The highest-risk travel list has now reached 134 destinations ... but it doesn't seem to be deterring people from traveling
As a result of the most recent Omicron surge, the CDC’s highest-risk travel list has grown to include 134 destinations, with more of them categorized as Level 4 — the highest designation — than all of the other categories combined.
Popular tourist destinations like Australia, Canada, France, Peru, Singapore, Spain and the U.K., which have have long been counted as Level 4’s, were joined this week by countries including Armenia, Cuba, Democratic Republic of the Congo, Israel, Japan, Libya and Oman. Per a new report from CNN, the list contained just 80 destinations at the start of January.
But here’s the thing … people are still traveling. Further, people are still traveling to (and from) a lot of the countries on the highest-risk travel list. Chalk it up to pandemic fatigue or what have you, but the CDC’s Level 4 categorization is no longer the kiss of death that it once was. The U.K., for example, has been considered a Level 4 since July 2021; this week Skift published a report which noted that the demand for flights in Britain is creeping up on pre-pandemic levels.

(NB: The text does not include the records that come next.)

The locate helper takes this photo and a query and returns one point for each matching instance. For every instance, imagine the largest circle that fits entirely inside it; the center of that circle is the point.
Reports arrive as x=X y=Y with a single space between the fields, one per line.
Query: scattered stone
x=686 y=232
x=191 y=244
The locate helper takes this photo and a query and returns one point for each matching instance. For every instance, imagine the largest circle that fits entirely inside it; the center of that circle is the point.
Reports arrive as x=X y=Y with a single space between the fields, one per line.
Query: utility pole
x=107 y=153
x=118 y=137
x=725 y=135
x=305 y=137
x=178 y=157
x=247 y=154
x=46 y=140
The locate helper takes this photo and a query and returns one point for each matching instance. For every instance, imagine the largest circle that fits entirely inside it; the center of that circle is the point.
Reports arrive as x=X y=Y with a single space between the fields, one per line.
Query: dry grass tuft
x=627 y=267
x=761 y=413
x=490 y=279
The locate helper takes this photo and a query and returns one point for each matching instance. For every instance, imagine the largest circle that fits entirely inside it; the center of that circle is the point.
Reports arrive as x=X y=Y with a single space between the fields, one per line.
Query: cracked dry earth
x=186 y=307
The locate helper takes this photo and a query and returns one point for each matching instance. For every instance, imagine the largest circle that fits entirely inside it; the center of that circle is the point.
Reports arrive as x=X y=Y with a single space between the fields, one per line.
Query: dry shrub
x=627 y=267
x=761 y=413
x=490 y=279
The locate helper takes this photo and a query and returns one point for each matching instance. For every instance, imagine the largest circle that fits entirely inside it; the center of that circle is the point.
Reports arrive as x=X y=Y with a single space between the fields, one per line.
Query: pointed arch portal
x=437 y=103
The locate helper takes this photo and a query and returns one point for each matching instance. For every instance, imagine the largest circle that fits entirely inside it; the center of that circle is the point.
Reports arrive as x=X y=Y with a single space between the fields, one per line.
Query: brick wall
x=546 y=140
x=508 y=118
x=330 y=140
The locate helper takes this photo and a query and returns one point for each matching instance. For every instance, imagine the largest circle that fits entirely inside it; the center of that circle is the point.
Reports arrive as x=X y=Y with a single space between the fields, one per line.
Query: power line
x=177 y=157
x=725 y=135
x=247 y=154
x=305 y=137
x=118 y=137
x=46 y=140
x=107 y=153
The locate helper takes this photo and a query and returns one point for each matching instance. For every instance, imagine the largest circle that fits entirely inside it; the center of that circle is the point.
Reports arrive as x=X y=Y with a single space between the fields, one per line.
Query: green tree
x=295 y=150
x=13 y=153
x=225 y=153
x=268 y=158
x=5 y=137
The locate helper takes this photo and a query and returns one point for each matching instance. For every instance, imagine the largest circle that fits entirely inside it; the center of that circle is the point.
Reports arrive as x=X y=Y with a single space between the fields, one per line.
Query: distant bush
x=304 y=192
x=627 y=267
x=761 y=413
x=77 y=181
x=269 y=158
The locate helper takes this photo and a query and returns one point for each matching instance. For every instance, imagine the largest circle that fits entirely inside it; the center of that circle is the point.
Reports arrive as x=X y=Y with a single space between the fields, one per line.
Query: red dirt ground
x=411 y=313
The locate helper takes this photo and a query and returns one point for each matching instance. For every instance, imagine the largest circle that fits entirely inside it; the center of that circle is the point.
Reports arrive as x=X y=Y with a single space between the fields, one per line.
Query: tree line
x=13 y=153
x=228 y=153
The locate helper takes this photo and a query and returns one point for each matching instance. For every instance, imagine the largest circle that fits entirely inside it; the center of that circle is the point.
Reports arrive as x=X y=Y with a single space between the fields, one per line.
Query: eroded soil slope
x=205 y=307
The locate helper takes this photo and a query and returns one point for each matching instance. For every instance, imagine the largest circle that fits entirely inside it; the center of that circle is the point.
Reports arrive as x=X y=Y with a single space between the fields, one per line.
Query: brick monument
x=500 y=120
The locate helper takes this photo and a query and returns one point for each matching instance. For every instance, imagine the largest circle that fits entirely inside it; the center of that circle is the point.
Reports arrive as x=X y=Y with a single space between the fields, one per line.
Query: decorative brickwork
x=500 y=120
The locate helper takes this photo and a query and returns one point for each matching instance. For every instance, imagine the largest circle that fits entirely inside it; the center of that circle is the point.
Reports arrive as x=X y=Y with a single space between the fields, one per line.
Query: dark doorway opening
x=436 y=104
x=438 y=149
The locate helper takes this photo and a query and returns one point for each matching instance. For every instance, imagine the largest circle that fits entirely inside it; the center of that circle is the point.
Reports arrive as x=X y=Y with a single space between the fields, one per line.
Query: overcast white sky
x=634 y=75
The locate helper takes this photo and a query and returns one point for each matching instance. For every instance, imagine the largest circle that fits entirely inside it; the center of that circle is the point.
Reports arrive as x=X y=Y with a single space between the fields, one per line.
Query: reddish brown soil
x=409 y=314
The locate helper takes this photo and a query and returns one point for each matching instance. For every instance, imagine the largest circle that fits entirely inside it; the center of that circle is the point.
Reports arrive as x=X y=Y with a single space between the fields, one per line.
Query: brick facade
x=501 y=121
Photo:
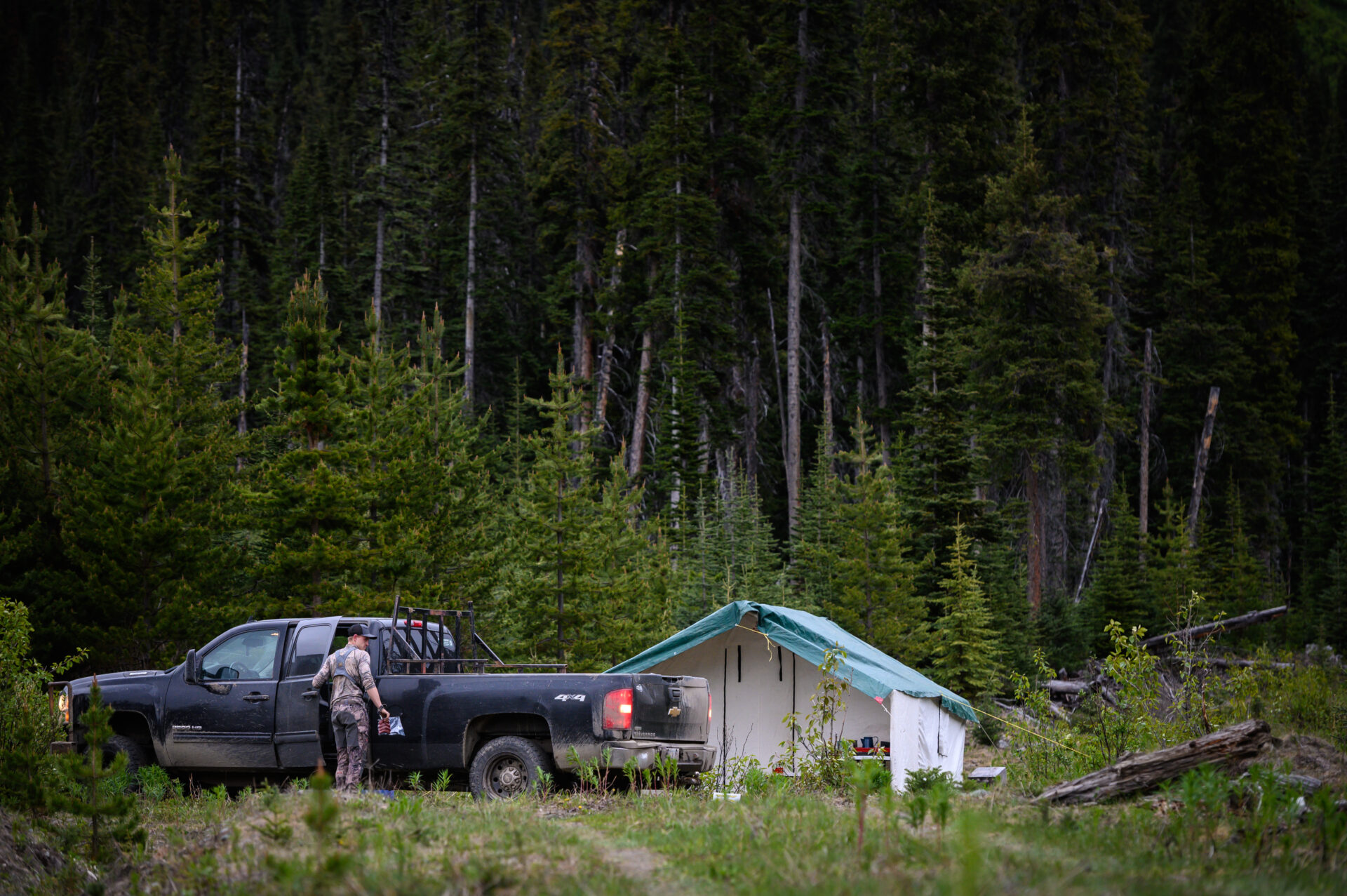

Instead, the conversation has seemingly shifted from “Here are the places to avoid” to “Here’s how to navigate those places, even in the midst of a country-wide outbreak.” Most of the countries listed CNN‘s “Best Destinations to Visit in 2022” are parked at Level 4, which rings true for just about every roundup of its kind. And the longer the CDC’s list gets, the less merit it seems to hold — presumably because people have begun adopting the mentality that if COVID is everywhere, does it actually even matter?
It’s also likely the same mentality driving various countries to drop their COVID-centric restrictions altogether, despite still managing an excess of positive COVID cases. Ireland, for example, scrapped all of its restrictions just a week after having the second-highest rate of infection in Europe. At that point, it’s almost understandable — if not also a little questionable — why travel restrictions might start to feel a bit flimsy.
Of course, this is not to say that Omicron has had no bearing on the state of travel whatsoever — air travel in particular took a pretty significant hit in early January — nor that people shouldn’t be mindful of the COVID situation when selecting a destination for their next trip. But it is an acknowledgement that the tides have ostensibly turned: what was once considered gospel has been reduced to just one more COVID-related notification that people are willing to overlook in the name of a return to normalcy.